Upland Bringing Back Deputy City Manager Post

(July 30) In 1998, the city of Upland did away with the position of assistant city manager, essentially putting then-assistant city manager Mike Matlock out of work. The city council at that time reasoned that the assistant city manager’s position and its expense were not justified, given the competence and reliability of the city manager.
In 2005, however, then-mayor John Pomierski was seeking to solidify his hold on the reins of power and he moved to oust the two strongest personalities at City Hall, city manager Mike Milhiser and police chief Marty Thouvenell. He then installed Robb Quincey, an individual amenable to his direction, as city manager. The difficulty was that Quincey, despite having bachelor’s and master’s degrees and a doctorate in public administration, was not long on municipal managerial experience. His only time in that role had been in the slightly more than four years he had put in as Hesperia city manager. In Hesperia, Quincey enjoyed the title of city manager but it was assistant city manager Rod Foster, who had far more municipal management experience than Quincey, who actually ran the City of Progress. Within two weeks of his arrival in Upland, Quincey convinced Pomierski to lure Foster away from Hesperia to serve as city manager in Upland.

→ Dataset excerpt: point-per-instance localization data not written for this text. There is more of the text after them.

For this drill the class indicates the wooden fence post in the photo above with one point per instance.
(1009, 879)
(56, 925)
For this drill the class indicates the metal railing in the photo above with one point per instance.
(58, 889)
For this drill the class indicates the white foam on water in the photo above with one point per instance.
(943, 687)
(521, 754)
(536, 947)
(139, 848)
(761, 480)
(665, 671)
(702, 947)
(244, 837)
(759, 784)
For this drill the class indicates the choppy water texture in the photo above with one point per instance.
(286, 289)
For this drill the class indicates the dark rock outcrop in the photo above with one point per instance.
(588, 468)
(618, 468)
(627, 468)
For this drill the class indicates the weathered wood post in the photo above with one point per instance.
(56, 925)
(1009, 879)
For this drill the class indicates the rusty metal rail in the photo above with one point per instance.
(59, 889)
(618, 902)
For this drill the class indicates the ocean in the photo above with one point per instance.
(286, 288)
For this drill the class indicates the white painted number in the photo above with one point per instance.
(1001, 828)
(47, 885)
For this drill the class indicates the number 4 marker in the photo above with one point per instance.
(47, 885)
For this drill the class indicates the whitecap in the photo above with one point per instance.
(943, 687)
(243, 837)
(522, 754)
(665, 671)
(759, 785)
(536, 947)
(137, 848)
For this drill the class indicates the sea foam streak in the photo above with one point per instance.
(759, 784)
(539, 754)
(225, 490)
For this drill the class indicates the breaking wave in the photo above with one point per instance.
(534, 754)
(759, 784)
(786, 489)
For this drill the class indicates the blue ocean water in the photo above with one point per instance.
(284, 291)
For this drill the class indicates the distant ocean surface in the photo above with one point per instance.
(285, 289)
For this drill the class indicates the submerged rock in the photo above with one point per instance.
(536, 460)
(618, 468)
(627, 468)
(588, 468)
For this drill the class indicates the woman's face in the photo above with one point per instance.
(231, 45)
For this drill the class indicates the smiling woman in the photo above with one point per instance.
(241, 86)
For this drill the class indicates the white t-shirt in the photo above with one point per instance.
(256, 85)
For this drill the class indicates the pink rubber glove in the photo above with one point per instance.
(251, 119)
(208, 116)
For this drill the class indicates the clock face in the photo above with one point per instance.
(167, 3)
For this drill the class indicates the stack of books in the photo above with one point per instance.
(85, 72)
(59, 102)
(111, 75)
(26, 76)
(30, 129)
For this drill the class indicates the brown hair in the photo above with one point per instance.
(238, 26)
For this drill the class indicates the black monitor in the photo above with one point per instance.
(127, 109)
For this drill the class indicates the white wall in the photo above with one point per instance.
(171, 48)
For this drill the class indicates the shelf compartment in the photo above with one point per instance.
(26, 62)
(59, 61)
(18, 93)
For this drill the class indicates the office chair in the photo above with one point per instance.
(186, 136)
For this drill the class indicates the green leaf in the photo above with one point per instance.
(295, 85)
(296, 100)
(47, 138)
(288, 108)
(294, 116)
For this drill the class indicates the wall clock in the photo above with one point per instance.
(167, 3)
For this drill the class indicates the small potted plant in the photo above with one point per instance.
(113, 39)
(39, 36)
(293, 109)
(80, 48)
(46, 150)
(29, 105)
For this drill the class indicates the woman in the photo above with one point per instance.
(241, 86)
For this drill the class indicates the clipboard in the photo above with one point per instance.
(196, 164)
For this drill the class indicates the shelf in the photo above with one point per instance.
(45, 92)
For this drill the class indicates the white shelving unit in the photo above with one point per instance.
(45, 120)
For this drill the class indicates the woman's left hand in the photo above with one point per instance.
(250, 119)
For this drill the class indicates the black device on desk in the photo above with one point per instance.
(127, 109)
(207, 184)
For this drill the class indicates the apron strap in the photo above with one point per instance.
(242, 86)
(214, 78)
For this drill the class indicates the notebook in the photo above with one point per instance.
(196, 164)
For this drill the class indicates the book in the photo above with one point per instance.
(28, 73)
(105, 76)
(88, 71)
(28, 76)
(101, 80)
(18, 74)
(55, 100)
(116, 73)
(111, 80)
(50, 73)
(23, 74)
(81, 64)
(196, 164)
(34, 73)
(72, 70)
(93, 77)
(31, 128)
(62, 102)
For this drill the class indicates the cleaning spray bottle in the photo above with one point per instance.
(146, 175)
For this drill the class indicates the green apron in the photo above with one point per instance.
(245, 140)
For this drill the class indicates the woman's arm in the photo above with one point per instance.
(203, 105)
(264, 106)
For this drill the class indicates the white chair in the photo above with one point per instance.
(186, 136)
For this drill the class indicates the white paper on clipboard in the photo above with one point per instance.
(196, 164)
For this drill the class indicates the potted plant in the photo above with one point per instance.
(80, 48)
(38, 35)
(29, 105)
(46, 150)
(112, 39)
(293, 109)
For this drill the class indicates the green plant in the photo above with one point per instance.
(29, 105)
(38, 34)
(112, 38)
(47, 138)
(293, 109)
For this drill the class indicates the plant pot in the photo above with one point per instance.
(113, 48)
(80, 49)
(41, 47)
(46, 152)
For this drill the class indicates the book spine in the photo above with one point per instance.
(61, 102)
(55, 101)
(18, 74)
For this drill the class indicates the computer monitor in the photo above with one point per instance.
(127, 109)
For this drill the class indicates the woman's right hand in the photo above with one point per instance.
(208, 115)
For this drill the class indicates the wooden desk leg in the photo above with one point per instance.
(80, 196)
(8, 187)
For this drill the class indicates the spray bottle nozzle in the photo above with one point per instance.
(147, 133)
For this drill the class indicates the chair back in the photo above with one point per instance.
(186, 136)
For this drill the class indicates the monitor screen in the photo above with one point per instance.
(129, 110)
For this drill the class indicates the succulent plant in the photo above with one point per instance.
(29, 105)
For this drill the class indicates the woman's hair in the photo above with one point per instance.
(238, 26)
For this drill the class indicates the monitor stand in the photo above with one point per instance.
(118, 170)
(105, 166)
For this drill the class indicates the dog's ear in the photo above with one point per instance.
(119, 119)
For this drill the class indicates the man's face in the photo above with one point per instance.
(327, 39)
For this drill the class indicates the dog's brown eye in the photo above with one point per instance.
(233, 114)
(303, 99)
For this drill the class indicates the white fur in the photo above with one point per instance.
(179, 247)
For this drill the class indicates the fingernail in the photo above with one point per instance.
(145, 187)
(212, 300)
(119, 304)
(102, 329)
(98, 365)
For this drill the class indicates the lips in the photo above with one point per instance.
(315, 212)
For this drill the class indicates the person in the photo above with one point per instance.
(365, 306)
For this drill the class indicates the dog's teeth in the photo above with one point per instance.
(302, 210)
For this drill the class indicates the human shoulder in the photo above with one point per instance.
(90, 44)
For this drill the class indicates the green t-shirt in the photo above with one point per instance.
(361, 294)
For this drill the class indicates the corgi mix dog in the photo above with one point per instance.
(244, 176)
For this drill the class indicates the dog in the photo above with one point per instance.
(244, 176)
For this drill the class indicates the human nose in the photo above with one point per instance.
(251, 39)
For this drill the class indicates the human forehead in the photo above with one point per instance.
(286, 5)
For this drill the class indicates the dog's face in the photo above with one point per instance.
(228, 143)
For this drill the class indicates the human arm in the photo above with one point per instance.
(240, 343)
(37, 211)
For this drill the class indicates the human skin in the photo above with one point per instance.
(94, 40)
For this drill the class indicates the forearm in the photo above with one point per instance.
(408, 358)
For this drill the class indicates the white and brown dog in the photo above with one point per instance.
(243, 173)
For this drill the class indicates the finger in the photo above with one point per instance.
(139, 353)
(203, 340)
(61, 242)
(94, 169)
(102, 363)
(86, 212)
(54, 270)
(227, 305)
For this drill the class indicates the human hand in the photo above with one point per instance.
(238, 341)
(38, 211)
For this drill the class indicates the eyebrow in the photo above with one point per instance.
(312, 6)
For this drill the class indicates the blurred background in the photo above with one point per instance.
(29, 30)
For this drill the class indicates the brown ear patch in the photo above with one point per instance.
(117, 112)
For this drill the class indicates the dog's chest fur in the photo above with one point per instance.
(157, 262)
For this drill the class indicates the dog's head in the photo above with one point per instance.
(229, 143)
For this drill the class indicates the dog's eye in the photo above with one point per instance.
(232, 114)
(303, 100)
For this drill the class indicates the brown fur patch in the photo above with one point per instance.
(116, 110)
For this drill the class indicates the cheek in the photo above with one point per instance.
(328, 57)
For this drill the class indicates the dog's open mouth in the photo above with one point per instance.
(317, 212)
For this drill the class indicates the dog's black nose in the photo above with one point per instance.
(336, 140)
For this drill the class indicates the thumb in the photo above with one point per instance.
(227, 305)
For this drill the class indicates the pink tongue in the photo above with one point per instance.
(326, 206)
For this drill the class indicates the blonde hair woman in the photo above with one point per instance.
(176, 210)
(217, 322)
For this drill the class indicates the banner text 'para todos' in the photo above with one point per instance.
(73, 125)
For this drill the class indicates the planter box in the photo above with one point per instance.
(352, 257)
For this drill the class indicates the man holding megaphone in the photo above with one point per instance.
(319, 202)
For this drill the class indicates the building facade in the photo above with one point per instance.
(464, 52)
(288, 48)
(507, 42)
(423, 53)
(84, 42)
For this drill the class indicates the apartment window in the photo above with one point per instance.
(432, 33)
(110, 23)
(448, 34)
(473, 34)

Under Pomierski and Quincey, a whole host of questionable and illegal acts took place, including bribery, the tweaking of city policy and the planning and approval processes for illicit purposes, improperly instituted salary and benefit adjustments to the city manager,together with fraudulently reported and unauthorized expenditures of city money. Along the way, Pomierski and Quincey corrupted and involved multiple high ranking city department heads in their depredations, including the community/planning division head, who assisted Pomierski in shaking down individuals with project proposals and permit applications before the city and the city clerk who processed documentation for Quincey outside normal channels.
Just as Pomierski relied upon Quincey to keep city operations in sync with his corrupt activities, Quincey relied upon Foster to keep City Hall’s legitimate operations running on a day-to-day basis. After Foster departed Upland to take the position of city manager in Colton, Pomierski and Quincey’s span of control over both the normal and illicit elements of Upland’s municipal government became compromised and events soon overtook both of them. The FBI raided City Hall in June 2010, leading first to Quincey’s suspension, then to Pomierski’s resignation, then Pomierski’s indictment and conviction and then Quincey’s indictment and conviction.
Quincey was replaced by then-finance director Stephen Dunn, who stayed as city manager until June 2014. He was succeeded by Martin Lomeli, who served in an interim capacity. Rod Butler is now the city manager.
Neither Dunn nor Lomeli had an assistant city manager. Until now, neither did Butler.
As of August 19, Jeannette Vagnozzi, the current assistant to the city manager of La Verne, will be Upland’s deputy city manager. She will take on much of the function of Stephanie Mendenhall, Upland’s former administrative services director, who retired July 16. Of note is that Vagnozzi, will receive roughly $100,000 per year less than Mendenhall. Vagnozzi will be provided with $130,628 in annual salary and benefits. By 2010, Mendenhall was one of the highest paid city clerks in the state of California, receiving a base salary and add-ons of $175,606, plus benefits of $55,624 for a total annual compensation package of $231,230. When Dunn became city manager, he contemplated terminating her as one of the key functionaries in the Pomierski/Quincey regime, but elected not to. Instead he increased her duties, making her the city’s administrative services director and risk manager. Mendenhall later added human resources director to her titles. Vagnozzi will function in all of those capacities as well as Butler’s chief designee.
Vagnozzi said she was cognizant of what had occurred in the past with regard to the assistant city manager’s position but that “You can’t compare the current operation with the past or how it was organized in the past.”
She said that despite the resolve of the 1998 council to do away with the assistant city manager’s position, there now exists a need for augmenting the city’s administrative echelon beyond its relatively thin ranks of the past several years. “If you look at any similarly sized cities in this area, you will see they have a deputy city manager or assistant city manager or administrative assistant to the city manager,” she said. “The position of city manager requires a significant amount of support. Upland just had its administrative services director retire. That position basically translates to a deputy city manager position. With this reorganization, I will have authority over human resources, risk management, the city clerk’s office, financial operations and any other projects Rod Butler would bring me in on. Sometimes those positions are filled by multiple people but in a lean staffing model such as in Upland they will be consolidated.”
Vagnozzi said she was not prepared to pass judgment on how things had been run in the past. “I can’t really comment on anything done before,” she said. “I was not part of the operations at that time.”
She said she preferred looking forward rather than back. “Upland is where I grew up,” she said. “I am exited to be coming back to Upland to be part of the team that will be part of the solutions for the challenges Upland has faced.”